Caso Radio Vaticana: la Cassazione condanna a risarcire i residenti di Cesano

La storia è di lunga data, risale al 2000, anno in cui molte comunità residenti in centri abbracciati dal comune di Roma iniziarono un’aspra battaglia per scoprire se l’elevatissima incidenza di tumori, in zone a nord della Capitale quali Cesano, Olgiata, La Cerquetta, La Storta, S. Maria di Galeria, Osteria Nuova, Anguillara, Campagnano e Formello, fosse imputabile alla presenza di numerose antenne di trasmissione di Radio Vaticana.

La IV Sezione penale della Cassazione è intervenuta pochi giorni fa con una sentenza che conferma quanto stabilito dalla Corte d’Appello di Roma il 14 ottobre del 2009, dunque: prescrizione della condanna a 10 giorni di reclusione per il cardinale Roberto Tucci e il diritto al risarcimento delle vittime. [continua]

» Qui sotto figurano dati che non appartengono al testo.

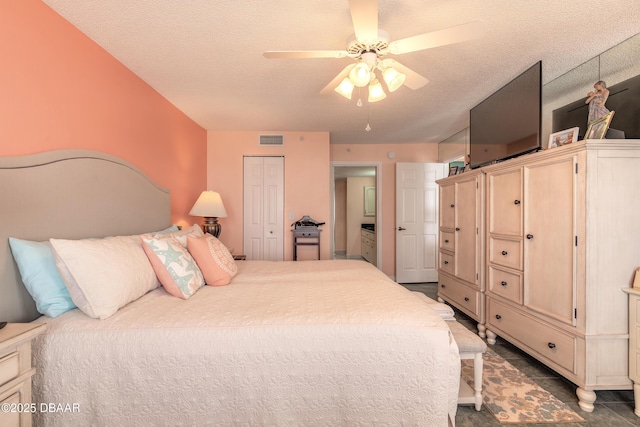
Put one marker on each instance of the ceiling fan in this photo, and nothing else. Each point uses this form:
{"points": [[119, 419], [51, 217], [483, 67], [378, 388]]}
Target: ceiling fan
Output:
{"points": [[369, 47]]}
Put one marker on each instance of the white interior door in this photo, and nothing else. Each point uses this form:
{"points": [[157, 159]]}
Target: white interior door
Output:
{"points": [[264, 208], [417, 222]]}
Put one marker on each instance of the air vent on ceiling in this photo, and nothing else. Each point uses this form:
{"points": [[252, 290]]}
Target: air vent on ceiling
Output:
{"points": [[271, 139]]}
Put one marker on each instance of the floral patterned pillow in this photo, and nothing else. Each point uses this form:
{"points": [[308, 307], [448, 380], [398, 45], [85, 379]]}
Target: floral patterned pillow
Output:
{"points": [[175, 267], [213, 258]]}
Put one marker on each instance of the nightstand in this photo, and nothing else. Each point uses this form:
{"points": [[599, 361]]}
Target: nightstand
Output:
{"points": [[16, 372]]}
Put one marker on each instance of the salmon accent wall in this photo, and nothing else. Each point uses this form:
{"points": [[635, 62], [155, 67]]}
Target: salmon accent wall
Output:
{"points": [[306, 182], [424, 153], [60, 90]]}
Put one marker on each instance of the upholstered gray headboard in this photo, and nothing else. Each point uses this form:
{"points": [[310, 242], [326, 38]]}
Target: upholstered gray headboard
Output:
{"points": [[69, 194]]}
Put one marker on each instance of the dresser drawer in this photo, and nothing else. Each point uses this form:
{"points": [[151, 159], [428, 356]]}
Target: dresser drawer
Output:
{"points": [[505, 252], [8, 418], [462, 296], [555, 345], [9, 367], [447, 262], [507, 284], [447, 241]]}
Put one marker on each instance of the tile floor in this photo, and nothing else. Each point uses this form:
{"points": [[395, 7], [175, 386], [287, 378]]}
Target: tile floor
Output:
{"points": [[612, 408]]}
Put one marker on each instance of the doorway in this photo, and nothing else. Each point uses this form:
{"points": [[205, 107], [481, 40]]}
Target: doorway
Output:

Lo scontro giudiziaro ha avuto, nel corso degli anni, molteplici capovolgimenti di fronte: in primo grado, gli imputati Pasquale Borgomeo (ex direttore generale dell’emittente vaticana) ed il cardinale Tucci (ex presidente del comitato di gestione di Radio Vaticana) furono condannati per “getto pericoloso di cose”, reato contestato ai prelati relativo all’inquinamento elettromagnetico causato dalle antenne di Radio Vaticana.
In secondo grado la Corte d’Appello ribaltò il giudizio stabilendo che l’emittente pontificia non  potesse essere considerata responsabile di elettrosmog in quanto “Il fatto  contestato non è previsto dalla legge italiana come reato".
La Suprema Corte di Cassazione ha ora confermato la prescrizione relativa alla condanna del monsignor Tucci e statuito il diritto degli abitanti di Cesano (comune a nord di Roma) ad essere risarciti dei danni patiti. Sarà la Corte d'Appello di Roma a determinare l'entità del risarcimento.
Il presidente del Codacons Carlo Rienzi, che in Cassazione ha patrocinato la posizione degli abitanti danneggiati, si è detto soddisfatto: "È una grande vittoria, finalmente giustizia è fatta e gli abitanti di Cesano potranno ottenere i giusti risarcimenti".
Rienzi si concentrerà ora sull’altra causa messa in piedi contro Radio Vaticana, quella volta a dimostrare un eventuale nesso causale tra onde elettromagnetiche e l’aumento della mortalità per leucemia tra gli abitanti del Cesanese.